The first example that I became aware of is a paper entitled “The case of Bangladesh government banning Japanese manga cartoon show Doraemon: The antecedents of consumers’ avoidance”, published in a “Global Journal of Management and Business Research: E – Marketing” and appearing online on two different websites – JournalOfBusiness.org and GlobalJournals.org (I have not been able to locate a direct link to the article anywhere on the site, but the full issue that it appears in can be accessed as a PDF). Browsing through either site reveals two things:
- At least this particular publisher does not charge any kind of processing or publication fees. However, the publisher is quite aggressive with offering meaningless titles (“Fellow of Association of Research Society in Business Administration”) for sale – first come, first served, at only $1,000 for three years and $600 for renewals.
- On the other hand, the website itself does an excellent job of meeting the criteria that Beall uses “for determining predatory open access publishers”, especially in regard to confusing design, lack of transparency, and overall poor maintenance (“dead links, prominent misspellings and grammatical errors on the website”).
The second example is straight-forward: “Tracing the Japanese gothic in Madoka Magica with Blood: The estrangement, abjection, and sublime erasure of the spectralized maho shojo exemplum”, published in the November 2014 issue of the Asian Journal of Social Sciences and Humanities.
“Guidelines for Authors:
The publication fee is USD100 for article with maximum 4000 words. Fee for each additional word is 0.04USD. Publication fee excludes taxes and other potential fees such as transfer charges.”
Well, at least they are being honest…
What does an author gain from working with a predatory open-access publisher? Well, as an answer to a pure yes-or-no question, yes, they can honestly say that their work has been published.
…what does an author lose?
At the very least, the purpose of the entire mechanism of publishing is not merely to disseminate research, but to disseminate GOOD research – to evaluate, then adjust and correct, then finally publish. Publication is supposed to be an endorsement and a stamp of approval; publication through a predatory open-access publisher by definition cannot be that.
Even if a paper that a particular author submits to a publisher that is known to be predatory is actually perfectly acceptable, especially now that more and more readers are becoming aware of the issue of predatory open-access publishing, the paper may be judged based on where it is published – in the same way that a paper that appears in an established and well-regarded journal is considered right away based on the reputation of that journal.

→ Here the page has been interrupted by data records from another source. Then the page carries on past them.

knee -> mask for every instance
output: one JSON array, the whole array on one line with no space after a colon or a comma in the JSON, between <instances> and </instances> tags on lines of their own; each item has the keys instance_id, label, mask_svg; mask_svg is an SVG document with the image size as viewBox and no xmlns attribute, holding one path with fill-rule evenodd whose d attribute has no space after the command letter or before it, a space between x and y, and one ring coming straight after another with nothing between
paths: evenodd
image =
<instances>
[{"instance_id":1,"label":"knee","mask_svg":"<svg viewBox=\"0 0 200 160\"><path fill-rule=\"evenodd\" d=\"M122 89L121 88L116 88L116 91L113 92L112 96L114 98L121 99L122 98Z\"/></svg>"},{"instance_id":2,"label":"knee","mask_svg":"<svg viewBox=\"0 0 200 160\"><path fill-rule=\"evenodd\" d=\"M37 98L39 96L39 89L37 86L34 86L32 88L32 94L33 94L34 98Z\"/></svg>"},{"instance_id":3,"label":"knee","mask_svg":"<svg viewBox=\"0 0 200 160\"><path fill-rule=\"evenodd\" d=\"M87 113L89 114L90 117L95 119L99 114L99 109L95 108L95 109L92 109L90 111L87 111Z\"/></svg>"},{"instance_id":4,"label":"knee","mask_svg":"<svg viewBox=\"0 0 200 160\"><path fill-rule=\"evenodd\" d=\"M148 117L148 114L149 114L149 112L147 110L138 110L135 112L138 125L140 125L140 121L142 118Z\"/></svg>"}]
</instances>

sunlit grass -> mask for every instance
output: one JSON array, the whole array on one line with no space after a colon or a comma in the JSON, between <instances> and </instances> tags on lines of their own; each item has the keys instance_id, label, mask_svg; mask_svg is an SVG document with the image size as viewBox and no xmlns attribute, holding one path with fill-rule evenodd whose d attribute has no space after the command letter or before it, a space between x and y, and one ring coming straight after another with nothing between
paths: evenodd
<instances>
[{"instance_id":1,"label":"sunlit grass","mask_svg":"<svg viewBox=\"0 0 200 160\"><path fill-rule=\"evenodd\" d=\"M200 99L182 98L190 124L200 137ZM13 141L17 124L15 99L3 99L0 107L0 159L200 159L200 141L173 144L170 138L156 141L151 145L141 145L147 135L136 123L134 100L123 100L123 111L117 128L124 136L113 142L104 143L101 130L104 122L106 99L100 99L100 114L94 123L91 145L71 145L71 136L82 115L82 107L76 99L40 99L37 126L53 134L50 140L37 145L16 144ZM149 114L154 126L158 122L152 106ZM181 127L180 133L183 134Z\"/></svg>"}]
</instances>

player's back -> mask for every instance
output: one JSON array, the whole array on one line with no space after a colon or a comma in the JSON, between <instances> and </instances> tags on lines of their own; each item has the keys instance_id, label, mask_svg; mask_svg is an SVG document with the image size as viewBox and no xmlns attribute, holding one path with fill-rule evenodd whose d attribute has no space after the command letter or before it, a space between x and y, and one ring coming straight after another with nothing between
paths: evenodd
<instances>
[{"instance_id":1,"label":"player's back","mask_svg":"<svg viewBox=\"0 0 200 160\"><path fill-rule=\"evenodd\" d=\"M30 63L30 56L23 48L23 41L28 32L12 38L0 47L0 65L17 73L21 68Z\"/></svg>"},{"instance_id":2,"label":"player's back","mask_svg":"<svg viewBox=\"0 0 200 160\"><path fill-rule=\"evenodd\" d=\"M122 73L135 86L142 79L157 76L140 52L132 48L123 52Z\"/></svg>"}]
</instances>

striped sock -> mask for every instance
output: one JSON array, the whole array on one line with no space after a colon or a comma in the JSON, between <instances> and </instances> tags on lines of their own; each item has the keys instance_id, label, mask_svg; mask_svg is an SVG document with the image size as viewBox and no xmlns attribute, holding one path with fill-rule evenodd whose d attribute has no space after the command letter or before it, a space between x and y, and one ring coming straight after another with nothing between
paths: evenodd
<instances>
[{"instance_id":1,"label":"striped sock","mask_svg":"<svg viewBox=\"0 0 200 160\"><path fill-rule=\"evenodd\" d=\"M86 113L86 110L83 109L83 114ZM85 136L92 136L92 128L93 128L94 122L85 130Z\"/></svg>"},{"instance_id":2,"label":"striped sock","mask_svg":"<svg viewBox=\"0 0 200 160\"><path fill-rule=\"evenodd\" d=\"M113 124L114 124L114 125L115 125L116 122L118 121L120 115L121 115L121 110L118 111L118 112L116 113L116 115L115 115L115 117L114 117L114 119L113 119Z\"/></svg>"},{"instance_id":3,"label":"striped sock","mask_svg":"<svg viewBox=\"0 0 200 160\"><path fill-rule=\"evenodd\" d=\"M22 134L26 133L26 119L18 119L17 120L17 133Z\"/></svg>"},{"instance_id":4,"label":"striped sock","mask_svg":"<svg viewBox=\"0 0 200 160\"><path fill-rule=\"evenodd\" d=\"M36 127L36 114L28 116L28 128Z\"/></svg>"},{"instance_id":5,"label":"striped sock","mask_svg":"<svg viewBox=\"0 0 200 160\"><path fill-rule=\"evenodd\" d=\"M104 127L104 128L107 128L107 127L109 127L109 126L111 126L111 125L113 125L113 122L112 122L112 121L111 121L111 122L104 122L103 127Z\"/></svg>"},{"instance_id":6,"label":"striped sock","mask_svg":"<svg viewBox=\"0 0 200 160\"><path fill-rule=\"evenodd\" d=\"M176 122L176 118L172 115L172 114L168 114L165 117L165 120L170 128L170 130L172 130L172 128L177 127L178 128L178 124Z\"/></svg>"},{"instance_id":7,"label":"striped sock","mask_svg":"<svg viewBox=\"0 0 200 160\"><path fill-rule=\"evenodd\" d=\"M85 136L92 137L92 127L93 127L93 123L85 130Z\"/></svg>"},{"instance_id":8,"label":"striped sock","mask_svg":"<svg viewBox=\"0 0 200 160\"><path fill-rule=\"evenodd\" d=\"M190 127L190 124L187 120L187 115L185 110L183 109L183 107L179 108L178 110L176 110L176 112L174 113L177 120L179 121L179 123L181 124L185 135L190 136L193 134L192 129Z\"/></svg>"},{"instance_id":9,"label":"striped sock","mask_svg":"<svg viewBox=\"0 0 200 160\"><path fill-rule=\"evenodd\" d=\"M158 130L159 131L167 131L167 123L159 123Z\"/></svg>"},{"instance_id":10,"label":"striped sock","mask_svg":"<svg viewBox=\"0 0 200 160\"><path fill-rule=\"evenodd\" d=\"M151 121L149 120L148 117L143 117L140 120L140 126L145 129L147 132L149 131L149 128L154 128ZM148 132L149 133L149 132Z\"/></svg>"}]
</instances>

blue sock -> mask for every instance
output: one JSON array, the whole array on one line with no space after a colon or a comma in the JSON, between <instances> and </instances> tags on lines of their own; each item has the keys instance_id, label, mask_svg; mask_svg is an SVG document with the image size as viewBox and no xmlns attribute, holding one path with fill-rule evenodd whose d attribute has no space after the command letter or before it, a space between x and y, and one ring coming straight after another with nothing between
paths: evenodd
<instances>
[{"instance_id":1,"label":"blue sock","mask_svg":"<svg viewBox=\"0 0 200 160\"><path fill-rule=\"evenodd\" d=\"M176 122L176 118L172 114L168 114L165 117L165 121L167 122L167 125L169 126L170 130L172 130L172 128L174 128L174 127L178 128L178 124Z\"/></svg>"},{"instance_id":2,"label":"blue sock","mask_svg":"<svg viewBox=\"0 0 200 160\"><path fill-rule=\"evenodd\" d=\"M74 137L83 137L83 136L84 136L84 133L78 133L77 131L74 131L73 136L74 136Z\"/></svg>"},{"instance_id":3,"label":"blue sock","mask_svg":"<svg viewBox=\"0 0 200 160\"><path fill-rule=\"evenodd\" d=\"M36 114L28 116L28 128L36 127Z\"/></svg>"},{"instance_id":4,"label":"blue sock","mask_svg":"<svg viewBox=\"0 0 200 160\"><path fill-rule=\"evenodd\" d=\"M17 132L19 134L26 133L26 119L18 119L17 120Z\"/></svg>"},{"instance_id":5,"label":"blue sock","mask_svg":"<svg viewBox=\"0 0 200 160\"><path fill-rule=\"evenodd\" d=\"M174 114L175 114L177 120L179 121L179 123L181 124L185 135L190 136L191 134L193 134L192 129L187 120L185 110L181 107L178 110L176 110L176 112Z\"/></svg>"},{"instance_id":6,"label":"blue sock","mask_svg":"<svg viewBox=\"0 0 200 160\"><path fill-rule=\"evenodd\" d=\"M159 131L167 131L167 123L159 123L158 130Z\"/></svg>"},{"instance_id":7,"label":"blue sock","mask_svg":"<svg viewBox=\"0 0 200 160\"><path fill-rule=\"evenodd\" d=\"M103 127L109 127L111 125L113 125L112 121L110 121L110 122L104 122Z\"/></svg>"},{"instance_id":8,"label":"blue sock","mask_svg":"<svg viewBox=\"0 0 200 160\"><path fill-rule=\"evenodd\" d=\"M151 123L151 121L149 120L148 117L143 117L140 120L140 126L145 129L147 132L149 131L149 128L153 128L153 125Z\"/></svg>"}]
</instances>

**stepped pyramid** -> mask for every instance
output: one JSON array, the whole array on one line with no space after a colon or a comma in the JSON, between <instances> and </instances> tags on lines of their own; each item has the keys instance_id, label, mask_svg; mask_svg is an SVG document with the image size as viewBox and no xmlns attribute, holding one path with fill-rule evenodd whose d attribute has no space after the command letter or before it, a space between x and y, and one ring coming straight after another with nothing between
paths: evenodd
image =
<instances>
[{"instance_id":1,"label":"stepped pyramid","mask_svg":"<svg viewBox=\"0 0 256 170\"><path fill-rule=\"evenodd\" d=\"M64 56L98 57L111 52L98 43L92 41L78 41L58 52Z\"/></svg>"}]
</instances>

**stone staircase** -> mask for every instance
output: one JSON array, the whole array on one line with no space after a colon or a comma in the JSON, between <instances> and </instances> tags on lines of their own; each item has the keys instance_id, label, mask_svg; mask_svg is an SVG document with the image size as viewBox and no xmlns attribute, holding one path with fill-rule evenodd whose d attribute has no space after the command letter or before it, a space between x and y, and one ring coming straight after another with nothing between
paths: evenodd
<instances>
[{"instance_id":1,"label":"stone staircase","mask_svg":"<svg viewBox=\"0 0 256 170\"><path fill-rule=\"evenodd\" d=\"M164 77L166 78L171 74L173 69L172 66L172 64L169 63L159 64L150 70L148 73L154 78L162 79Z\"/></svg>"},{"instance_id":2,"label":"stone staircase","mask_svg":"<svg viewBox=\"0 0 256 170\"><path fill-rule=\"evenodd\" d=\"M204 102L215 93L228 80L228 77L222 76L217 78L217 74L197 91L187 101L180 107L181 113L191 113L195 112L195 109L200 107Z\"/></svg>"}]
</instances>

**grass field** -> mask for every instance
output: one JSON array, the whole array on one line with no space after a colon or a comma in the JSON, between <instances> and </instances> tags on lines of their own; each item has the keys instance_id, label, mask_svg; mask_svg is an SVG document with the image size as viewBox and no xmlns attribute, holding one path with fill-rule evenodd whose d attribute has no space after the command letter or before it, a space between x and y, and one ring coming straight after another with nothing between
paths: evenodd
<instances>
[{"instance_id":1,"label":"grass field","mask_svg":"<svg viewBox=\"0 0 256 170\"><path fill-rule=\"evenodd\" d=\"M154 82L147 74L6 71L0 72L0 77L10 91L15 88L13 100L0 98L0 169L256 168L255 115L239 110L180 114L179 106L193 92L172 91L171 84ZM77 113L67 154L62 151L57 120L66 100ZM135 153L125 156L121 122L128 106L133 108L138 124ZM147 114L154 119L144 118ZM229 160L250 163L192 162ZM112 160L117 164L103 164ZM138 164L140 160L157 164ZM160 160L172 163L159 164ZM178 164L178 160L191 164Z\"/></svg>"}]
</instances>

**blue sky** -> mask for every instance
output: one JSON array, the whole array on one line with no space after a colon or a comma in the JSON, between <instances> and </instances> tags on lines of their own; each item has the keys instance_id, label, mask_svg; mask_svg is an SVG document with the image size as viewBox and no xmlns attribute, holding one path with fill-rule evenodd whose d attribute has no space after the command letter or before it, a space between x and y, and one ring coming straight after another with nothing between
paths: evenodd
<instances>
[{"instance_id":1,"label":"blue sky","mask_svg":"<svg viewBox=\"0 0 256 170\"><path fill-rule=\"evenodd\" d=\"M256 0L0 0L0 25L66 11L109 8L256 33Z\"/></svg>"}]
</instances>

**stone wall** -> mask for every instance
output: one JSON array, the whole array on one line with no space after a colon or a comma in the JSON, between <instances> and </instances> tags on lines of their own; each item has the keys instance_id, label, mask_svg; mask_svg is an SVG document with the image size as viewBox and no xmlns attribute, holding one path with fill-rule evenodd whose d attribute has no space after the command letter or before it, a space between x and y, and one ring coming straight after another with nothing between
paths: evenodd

And, of course, there is the pure cost factor. It’s not like there aren’t plenty of journals out there already that are willing to consider a new paper on Japanese animation or Japanese comics. Yes, a paper that it submitted to one of these journals will most likely not be accepted right away, it will have to undergo revision, it will be edited, the whole process will inevitably take time and require additional effort on the part of the author. But at the end, what the author will get will be the satisfaction of sharing their work and knowledge with the “world” or at least with other scholars, in a format and through a source that they can rightly feel comfortable with.
Ultimately, if you, the author, have no problem with paying several hundred dollars (or more) to have your paper appear in a “journal”, hey, who am I to stop you.
But, come on, I’m sure you can think of much better ways of spending those several hundred dollars!